The creation unit 43 creates the index 33 that stores the number of
appearances of a pattern such as a numerical value or a word that
appears in the encoding target file 30, in association with a file
number of the encoding target file 30 that has been encoded.
[0084] Herein, a flow of encoding will be described. FIG. 9 is a
diagram schematically illustrating a flow of encoding. The encoding
processing unit 40 of the encoding device 10 reads a document
stored in the encoding target file 30 and identifies document
structure of the document. The encoding processing unit 40 encodes
the read document according to an encoding rule for hierarchical
structure that corresponds to the document structure. For example,
in a case where a word appearing in a tag or a character string has
been registered in the static dictionary 34 or the dynamic
dictionary 35, the encoding processing unit 40 encodes the
appearing word into a code registered in the static dictionary 34
or the dynamic dictionary 35. In a case where a word appearing in a
tag or a character string has not been registered in the static
dictionary 34 or the dynamic dictionary 35, the encoding processing
unit 40 dynamically assigns a code thereto and encodes the tag or
the appearing word into the assigned code. The encoding processing
unit 40 associates the tag or the appearing word and the assigned
code with one another and registers the tag or the appearing word
and the assigned code in the dynamic dictionary 35.

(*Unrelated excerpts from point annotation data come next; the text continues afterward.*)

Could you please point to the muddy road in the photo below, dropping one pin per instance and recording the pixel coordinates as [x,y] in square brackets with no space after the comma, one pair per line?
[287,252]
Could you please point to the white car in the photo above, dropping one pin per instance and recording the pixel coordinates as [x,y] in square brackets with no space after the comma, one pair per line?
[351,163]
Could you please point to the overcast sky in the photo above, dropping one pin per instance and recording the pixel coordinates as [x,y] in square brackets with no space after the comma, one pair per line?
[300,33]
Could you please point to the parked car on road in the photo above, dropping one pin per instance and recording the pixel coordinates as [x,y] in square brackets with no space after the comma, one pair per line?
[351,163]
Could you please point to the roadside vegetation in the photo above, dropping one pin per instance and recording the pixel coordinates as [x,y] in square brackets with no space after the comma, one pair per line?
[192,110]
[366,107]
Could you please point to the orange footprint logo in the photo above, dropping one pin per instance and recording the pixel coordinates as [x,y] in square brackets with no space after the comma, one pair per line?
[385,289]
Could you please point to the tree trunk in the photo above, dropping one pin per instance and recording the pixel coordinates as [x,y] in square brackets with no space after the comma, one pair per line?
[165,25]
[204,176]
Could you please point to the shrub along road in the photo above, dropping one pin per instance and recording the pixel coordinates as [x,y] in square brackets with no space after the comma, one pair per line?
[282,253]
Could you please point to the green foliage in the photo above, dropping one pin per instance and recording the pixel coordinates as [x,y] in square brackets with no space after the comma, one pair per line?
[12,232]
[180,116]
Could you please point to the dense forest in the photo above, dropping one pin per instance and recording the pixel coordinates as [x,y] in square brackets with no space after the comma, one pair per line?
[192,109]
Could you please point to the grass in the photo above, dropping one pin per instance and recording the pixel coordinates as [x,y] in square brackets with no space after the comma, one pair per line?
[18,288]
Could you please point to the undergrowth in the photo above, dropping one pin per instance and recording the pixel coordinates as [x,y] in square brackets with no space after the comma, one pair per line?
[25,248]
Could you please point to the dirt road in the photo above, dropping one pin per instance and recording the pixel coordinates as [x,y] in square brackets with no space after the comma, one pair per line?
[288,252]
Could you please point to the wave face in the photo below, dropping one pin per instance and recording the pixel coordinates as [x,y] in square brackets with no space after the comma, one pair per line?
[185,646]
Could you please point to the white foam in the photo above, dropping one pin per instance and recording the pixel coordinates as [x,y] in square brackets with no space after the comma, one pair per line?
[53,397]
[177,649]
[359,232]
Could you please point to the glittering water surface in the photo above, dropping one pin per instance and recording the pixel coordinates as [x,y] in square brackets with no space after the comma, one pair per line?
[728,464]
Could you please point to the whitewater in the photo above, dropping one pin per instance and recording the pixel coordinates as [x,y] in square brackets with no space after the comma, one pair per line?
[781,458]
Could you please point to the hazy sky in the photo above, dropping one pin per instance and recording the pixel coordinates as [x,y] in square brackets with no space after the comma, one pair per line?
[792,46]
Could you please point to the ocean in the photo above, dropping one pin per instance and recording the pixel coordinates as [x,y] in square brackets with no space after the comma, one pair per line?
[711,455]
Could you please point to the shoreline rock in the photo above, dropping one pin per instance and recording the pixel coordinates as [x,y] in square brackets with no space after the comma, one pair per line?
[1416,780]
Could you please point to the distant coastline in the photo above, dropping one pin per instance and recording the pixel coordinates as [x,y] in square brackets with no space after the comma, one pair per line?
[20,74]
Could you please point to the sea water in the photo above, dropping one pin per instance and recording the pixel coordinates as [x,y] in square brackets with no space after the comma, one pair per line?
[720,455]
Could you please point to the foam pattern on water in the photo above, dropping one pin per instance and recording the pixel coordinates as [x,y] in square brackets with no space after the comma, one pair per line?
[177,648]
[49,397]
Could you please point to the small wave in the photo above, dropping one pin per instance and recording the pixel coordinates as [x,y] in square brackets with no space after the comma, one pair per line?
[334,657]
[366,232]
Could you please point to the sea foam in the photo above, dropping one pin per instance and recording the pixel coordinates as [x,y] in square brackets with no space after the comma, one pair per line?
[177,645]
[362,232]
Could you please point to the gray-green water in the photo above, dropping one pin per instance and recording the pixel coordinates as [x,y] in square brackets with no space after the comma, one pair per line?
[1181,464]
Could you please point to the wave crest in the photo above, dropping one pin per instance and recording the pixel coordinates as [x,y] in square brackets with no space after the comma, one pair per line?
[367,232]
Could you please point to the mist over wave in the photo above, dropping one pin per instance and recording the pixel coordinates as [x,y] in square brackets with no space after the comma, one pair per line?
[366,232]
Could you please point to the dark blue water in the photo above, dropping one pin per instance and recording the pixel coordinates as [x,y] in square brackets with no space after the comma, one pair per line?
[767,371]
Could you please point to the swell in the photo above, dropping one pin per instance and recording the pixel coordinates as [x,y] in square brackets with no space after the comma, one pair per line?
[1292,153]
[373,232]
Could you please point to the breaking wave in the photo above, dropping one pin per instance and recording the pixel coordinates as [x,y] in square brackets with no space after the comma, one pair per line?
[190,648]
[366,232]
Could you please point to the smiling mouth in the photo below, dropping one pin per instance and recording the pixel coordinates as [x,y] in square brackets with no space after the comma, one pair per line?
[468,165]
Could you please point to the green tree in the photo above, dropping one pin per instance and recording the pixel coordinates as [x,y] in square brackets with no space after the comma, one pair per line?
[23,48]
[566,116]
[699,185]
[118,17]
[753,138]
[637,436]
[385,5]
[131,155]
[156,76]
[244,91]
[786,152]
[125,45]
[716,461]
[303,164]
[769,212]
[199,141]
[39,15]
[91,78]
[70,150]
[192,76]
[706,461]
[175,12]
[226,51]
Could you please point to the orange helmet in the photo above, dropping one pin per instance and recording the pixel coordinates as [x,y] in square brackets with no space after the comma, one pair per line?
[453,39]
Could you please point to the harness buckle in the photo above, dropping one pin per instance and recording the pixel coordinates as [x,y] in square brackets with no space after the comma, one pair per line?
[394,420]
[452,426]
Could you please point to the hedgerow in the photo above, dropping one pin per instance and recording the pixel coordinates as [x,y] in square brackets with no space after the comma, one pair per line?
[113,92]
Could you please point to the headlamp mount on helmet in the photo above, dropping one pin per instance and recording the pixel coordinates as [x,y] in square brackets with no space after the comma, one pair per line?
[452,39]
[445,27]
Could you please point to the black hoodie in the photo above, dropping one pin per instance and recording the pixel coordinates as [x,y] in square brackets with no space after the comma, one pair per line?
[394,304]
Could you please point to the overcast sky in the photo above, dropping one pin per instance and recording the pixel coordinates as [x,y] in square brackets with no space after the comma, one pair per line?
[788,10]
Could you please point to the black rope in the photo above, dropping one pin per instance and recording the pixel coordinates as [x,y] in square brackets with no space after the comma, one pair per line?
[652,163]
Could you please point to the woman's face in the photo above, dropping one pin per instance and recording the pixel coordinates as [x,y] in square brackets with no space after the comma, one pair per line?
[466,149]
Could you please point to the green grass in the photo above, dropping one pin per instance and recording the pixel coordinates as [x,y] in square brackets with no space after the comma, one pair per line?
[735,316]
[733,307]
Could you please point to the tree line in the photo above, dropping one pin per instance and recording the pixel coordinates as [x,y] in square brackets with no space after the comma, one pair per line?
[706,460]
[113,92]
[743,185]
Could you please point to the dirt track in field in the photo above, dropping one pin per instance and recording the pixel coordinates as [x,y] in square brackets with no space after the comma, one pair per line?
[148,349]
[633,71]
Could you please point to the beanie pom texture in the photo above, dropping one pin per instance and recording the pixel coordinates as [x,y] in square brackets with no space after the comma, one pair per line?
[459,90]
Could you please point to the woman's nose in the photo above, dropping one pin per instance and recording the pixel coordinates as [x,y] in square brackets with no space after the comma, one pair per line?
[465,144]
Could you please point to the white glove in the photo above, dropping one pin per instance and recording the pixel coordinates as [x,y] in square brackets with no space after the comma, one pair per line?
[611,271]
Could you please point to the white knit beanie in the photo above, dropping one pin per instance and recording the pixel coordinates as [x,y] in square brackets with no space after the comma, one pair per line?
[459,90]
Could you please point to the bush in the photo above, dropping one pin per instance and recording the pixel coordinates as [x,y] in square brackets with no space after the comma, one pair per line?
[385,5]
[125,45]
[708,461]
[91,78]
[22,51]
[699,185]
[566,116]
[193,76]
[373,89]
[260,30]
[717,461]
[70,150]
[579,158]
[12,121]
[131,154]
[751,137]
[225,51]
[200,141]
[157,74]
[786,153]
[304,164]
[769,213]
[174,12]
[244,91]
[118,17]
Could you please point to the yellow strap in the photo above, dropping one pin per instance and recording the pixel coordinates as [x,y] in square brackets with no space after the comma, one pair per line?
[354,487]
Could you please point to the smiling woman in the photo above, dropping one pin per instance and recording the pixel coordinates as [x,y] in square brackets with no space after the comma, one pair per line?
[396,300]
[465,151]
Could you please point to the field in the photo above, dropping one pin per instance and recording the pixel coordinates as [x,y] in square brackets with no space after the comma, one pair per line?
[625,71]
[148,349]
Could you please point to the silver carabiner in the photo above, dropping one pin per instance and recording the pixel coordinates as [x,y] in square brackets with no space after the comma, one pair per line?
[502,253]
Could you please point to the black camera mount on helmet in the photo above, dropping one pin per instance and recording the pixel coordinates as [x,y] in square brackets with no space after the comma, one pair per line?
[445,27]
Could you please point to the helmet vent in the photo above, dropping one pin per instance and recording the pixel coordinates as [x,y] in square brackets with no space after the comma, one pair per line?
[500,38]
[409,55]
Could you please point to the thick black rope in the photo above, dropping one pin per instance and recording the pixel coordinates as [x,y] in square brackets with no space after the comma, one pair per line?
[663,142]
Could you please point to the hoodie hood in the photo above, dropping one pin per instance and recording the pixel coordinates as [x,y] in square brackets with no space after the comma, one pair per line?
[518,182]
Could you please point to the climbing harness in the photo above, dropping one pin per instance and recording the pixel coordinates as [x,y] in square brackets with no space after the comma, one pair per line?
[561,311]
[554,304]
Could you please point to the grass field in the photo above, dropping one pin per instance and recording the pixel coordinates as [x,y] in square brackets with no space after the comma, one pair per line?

[0085] The encoding processing unit 40 stores encoded data of the
document stored in the encoding target file 30, as the encoded data
32. In an example of FIG. 9, each of character strings in
hierarchies of tags of "outline" and "body" has been encoded. The
encoding processing unit 40 creates the index 33 that stores the
number of appearances of a pattern such as a numerical value or a
word that appears in the encoding target file 30, in association
with a file number of the encoding target file 30. In the example
of FIG. 9, indices 33A and 33B are created as results of
totalization of the number of appearances in association with
hierarchies of tags of "outline" and "body". In a case where the
encoded data 32 are moved to another device, the encoding device 10
also moves the dynamic dictionary 35 created in association with
the encoded data 32 and the indices 33A and 33B.
[0086] By returning to FIG. 3, the file searching unit 50 searches
a file according to a specified search condition. The file
searching unit 50 includes an acceptance unit 51, a searching unit
52, and an output unit 53. Hereinafter, each component of the file
searching unit 50 will be described in detail.
[0087] The acceptance unit 51 accepts a search condition. For
example, the acceptance unit 51 provides an input interface such as
an operation screen that accepts input of a keyword or a hierarchy
that is a search condition, and accepts input of a character string
or a hierarchy that is a search condition.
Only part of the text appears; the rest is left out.